Industry must be more involved in helping the Navy manage its data center consolidation, said Janice Haith, the service’s director of assessments and compliance.
Consolidation is necessary because the Navy “has lots of rice bowls”—lots of offices and departments that want to hang onto their data—she added, noting that this is a cultural issue that the service needs to overcome. But the Navy also wants to become more efficient in how it manages its IT assets and looks to commercial firms such as Google as examples to emulate, she said.
Security also remains a concern. From a technology perspective, the Navy has slightly different data environments due to varying classification levels, said Rear Adm. Matthew Klunder, chief of Naval Research and director of Test and Evaluation Technology Requirements. One technology that could really help the service’s data consolidation efforts is multicore processing. If processing power can be increased, the Navy will be able to do more with fewer data centers, he said.

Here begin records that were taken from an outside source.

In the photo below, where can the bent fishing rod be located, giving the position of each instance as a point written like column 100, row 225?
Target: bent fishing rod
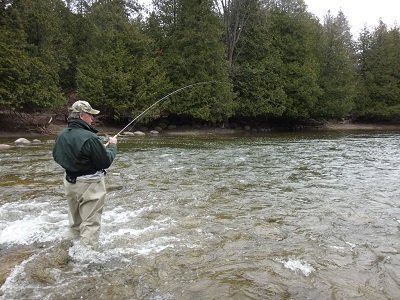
column 158, row 101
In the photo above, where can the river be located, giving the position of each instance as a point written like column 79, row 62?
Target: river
column 309, row 215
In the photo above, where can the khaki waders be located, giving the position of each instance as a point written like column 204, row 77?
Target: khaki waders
column 86, row 200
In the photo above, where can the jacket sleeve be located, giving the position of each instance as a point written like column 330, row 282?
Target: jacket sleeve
column 101, row 156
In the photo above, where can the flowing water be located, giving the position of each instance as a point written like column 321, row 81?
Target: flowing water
column 280, row 216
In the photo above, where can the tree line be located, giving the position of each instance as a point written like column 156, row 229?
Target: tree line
column 269, row 60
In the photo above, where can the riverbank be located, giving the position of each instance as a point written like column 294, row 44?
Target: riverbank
column 53, row 129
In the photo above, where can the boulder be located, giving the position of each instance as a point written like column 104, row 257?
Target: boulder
column 22, row 141
column 5, row 146
column 139, row 133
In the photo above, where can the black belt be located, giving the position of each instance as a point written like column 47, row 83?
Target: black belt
column 71, row 176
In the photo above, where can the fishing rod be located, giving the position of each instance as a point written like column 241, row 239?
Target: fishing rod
column 158, row 101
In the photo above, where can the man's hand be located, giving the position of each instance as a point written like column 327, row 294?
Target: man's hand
column 112, row 140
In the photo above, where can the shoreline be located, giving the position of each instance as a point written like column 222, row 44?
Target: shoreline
column 53, row 129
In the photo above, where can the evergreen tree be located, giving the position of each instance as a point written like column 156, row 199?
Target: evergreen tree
column 337, row 76
column 193, row 52
column 32, row 54
column 379, row 65
column 294, row 36
column 257, row 76
column 118, row 71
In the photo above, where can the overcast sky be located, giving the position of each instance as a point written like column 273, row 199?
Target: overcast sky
column 359, row 12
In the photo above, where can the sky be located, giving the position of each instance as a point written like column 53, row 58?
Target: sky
column 359, row 12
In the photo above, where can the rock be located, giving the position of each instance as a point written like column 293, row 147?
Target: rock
column 41, row 268
column 22, row 141
column 5, row 146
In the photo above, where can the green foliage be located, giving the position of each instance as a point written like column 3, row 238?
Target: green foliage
column 257, row 74
column 379, row 65
column 268, row 59
column 337, row 73
column 193, row 52
column 28, row 65
column 118, row 71
column 294, row 36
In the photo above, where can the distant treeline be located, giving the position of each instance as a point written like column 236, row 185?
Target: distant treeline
column 270, row 60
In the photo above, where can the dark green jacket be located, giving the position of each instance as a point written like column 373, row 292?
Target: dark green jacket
column 80, row 151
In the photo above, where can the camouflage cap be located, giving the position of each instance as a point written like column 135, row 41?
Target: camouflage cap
column 84, row 106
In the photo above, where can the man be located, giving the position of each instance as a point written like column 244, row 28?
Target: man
column 84, row 157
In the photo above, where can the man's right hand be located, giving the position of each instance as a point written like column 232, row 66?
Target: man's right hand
column 112, row 140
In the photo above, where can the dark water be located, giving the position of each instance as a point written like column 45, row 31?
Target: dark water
column 279, row 216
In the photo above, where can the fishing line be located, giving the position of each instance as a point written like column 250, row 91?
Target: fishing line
column 158, row 101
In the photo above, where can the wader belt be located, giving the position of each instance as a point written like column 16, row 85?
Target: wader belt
column 71, row 176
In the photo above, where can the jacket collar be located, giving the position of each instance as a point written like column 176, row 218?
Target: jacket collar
column 78, row 123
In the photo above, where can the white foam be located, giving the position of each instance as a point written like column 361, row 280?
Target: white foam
column 43, row 228
column 298, row 265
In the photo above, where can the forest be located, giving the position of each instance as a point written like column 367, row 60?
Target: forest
column 268, row 61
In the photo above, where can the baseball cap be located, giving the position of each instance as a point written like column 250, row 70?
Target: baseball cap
column 83, row 106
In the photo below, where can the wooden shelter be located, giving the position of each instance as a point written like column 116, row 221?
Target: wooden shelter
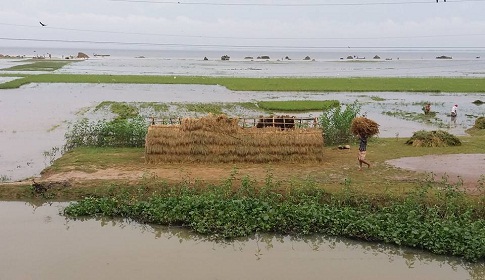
column 219, row 139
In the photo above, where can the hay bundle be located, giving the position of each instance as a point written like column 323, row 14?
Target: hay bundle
column 254, row 145
column 215, row 123
column 435, row 138
column 364, row 127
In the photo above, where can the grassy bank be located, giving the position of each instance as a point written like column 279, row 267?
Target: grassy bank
column 371, row 84
column 448, row 225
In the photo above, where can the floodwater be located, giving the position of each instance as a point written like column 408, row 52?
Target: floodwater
column 35, row 117
column 47, row 245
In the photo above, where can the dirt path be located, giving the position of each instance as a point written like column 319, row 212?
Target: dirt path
column 467, row 167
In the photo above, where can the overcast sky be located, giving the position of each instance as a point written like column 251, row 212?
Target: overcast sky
column 243, row 24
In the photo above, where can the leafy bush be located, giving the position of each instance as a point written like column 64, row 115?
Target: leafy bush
column 336, row 123
column 115, row 133
column 435, row 138
column 443, row 221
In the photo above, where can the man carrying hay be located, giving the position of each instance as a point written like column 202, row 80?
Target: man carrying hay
column 363, row 128
column 362, row 151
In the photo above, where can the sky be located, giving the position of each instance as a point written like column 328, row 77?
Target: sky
column 244, row 24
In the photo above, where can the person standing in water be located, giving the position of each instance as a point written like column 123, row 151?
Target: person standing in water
column 454, row 113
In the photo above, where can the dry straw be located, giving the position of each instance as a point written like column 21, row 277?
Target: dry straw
column 219, row 139
column 364, row 127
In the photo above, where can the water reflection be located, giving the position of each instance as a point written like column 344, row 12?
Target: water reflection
column 39, row 243
column 401, row 263
column 54, row 106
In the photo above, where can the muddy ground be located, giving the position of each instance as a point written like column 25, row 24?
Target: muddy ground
column 465, row 168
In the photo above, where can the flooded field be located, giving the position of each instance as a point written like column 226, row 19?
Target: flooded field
column 35, row 117
column 47, row 245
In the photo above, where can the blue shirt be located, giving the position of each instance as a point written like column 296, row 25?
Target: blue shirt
column 363, row 143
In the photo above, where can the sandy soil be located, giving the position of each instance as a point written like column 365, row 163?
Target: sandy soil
column 468, row 168
column 455, row 167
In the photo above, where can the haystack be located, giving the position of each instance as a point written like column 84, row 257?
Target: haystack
column 364, row 127
column 218, row 139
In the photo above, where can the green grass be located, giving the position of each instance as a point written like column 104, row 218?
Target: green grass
column 297, row 105
column 39, row 65
column 367, row 84
column 443, row 222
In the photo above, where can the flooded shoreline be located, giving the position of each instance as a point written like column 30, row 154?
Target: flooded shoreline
column 35, row 117
column 48, row 245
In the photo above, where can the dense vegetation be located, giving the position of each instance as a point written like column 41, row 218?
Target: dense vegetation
column 444, row 221
column 337, row 122
column 120, row 132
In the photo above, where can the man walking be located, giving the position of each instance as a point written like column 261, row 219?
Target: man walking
column 362, row 151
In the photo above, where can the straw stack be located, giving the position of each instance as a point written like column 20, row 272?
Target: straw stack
column 219, row 139
column 364, row 127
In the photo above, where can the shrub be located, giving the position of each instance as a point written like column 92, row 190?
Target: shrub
column 336, row 123
column 435, row 138
column 115, row 133
column 480, row 123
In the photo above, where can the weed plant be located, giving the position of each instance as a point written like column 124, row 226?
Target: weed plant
column 435, row 138
column 441, row 220
column 115, row 133
column 336, row 123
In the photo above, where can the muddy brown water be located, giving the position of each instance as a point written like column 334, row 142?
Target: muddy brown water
column 47, row 245
column 35, row 117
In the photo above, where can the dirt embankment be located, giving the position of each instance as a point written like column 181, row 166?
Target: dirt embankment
column 469, row 168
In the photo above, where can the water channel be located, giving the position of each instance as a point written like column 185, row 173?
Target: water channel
column 47, row 245
column 37, row 242
column 35, row 117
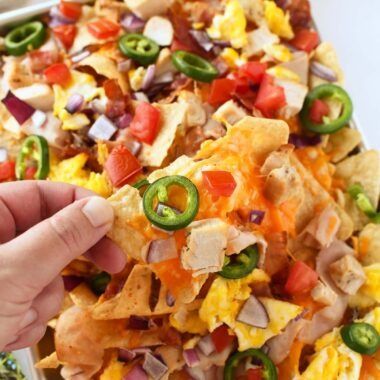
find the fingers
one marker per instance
(24, 204)
(107, 256)
(45, 249)
(27, 339)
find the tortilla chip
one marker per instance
(50, 361)
(82, 296)
(172, 116)
(107, 67)
(341, 143)
(133, 298)
(369, 244)
(363, 168)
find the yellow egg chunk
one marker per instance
(230, 26)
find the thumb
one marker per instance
(44, 250)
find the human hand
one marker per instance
(43, 227)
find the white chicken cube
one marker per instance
(348, 274)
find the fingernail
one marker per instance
(98, 212)
(30, 317)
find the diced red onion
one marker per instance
(170, 300)
(20, 110)
(132, 23)
(137, 373)
(125, 355)
(202, 39)
(102, 129)
(162, 250)
(3, 155)
(206, 345)
(191, 357)
(71, 282)
(256, 216)
(138, 323)
(155, 368)
(124, 121)
(124, 66)
(79, 56)
(253, 313)
(300, 141)
(74, 103)
(323, 71)
(140, 96)
(196, 373)
(149, 77)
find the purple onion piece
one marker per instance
(102, 129)
(149, 77)
(323, 71)
(132, 23)
(74, 103)
(301, 141)
(20, 110)
(191, 357)
(154, 367)
(256, 216)
(137, 373)
(202, 39)
(3, 155)
(138, 323)
(71, 282)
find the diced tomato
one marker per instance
(305, 40)
(254, 71)
(254, 374)
(7, 171)
(70, 10)
(318, 110)
(301, 279)
(30, 172)
(58, 73)
(145, 124)
(121, 165)
(219, 183)
(103, 28)
(66, 34)
(221, 338)
(221, 91)
(270, 97)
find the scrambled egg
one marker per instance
(369, 294)
(82, 84)
(72, 171)
(230, 26)
(333, 359)
(278, 21)
(225, 299)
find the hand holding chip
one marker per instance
(43, 227)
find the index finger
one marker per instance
(24, 204)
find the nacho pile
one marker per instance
(244, 202)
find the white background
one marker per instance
(353, 26)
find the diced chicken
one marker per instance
(206, 245)
(195, 114)
(259, 39)
(348, 274)
(160, 30)
(283, 184)
(295, 94)
(148, 8)
(322, 293)
(322, 229)
(298, 65)
(51, 130)
(229, 113)
(38, 95)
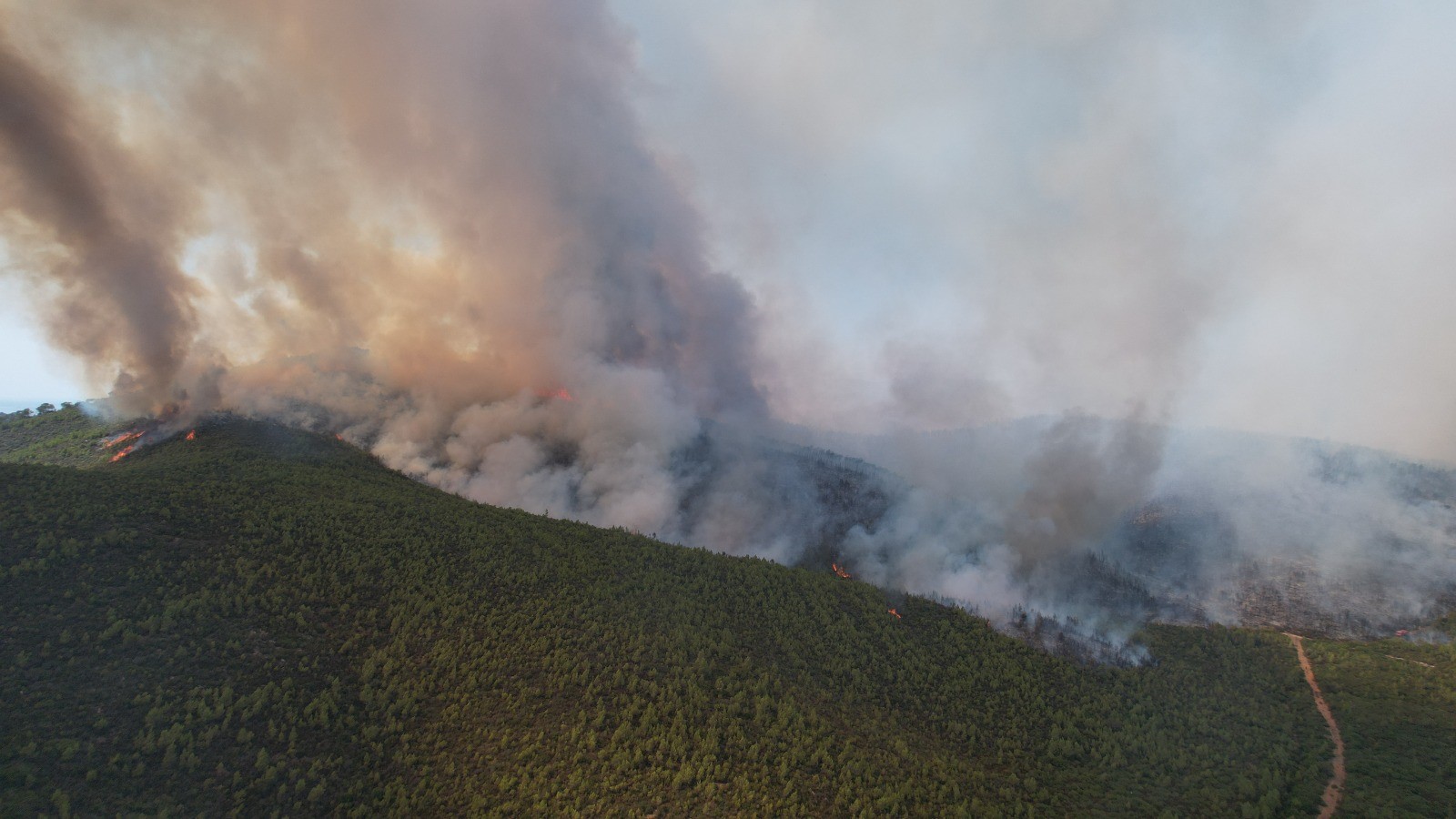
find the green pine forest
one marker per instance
(268, 622)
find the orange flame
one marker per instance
(123, 438)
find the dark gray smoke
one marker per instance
(443, 230)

But the service does not necessarily want raw power alone, Klunder added. Data throughput does not always have to be at 100 percent because sometimes there are tactical reasons to move data down smaller pipes, he said. However the use of smaller pipes requirement creates a need for analytics and other technology to help manage the data, he said.
There are 150 data centers currently in the Navy. It is a value proposition to get data to individual warfighters without the need to support underused centers, Haith said. Another consideration is the Navy’s at-sea data capability. The service just awarded the CANES contract and one of the service’s requirements is for no latency in moving data between shore-based data centers and ships, she said.
What the Navy needs as part of its data center consolidation efforts is more bandwidth and processing power, Klunder said. But these capabilities need to be coupled with data security and assurance systems, he added.
There are many commercial technologies that can be applied to the Navy’s needs, Klunder said. He noted that he recently met with industry representatives to discuss new technologies that the Navy could use. This is a “win-win” situation where industry expertise helps meet Navy needs, he said.
Besides looking at technology, like all federal agencies the Navy must also follow regulations. This can be a challenge because regulations are constantly evolving, said Michele Weslander Quaid, Google’s chief technology officer for federal markets and innovation evangelist. Observing that regulation should cover outcomes, not technology, she said that this approach also helps to avoid vendor lock-in and outdated security models.
There is also CNA responsibility, Quaid said. To help out, industry has to move data to the cloud to provide anywhere, anytime accessibility. There is also a need to move security to the data itself, not the device. The same technology used to protect intellectual property can defend email and networks, she said.
Many agencies do not have a clear understanding of their baselines and data, said Johnny Barnes, chief technology officer with IBM Global Business Services Public Sector division. IBM needed to get a clear understanding of its technology before setting up its own virtualization and data consolidation efforts, he said.
There is a lot of technology available now that allows organizations to better understand their networks before they begin consolidation efforts, Barnes said. One challenge of consolidation and driving savings from efficiencies is being able to track costs to ensure that the savings will be there, he said.
Henry Kenyon is a contributing writer for Defense Systems.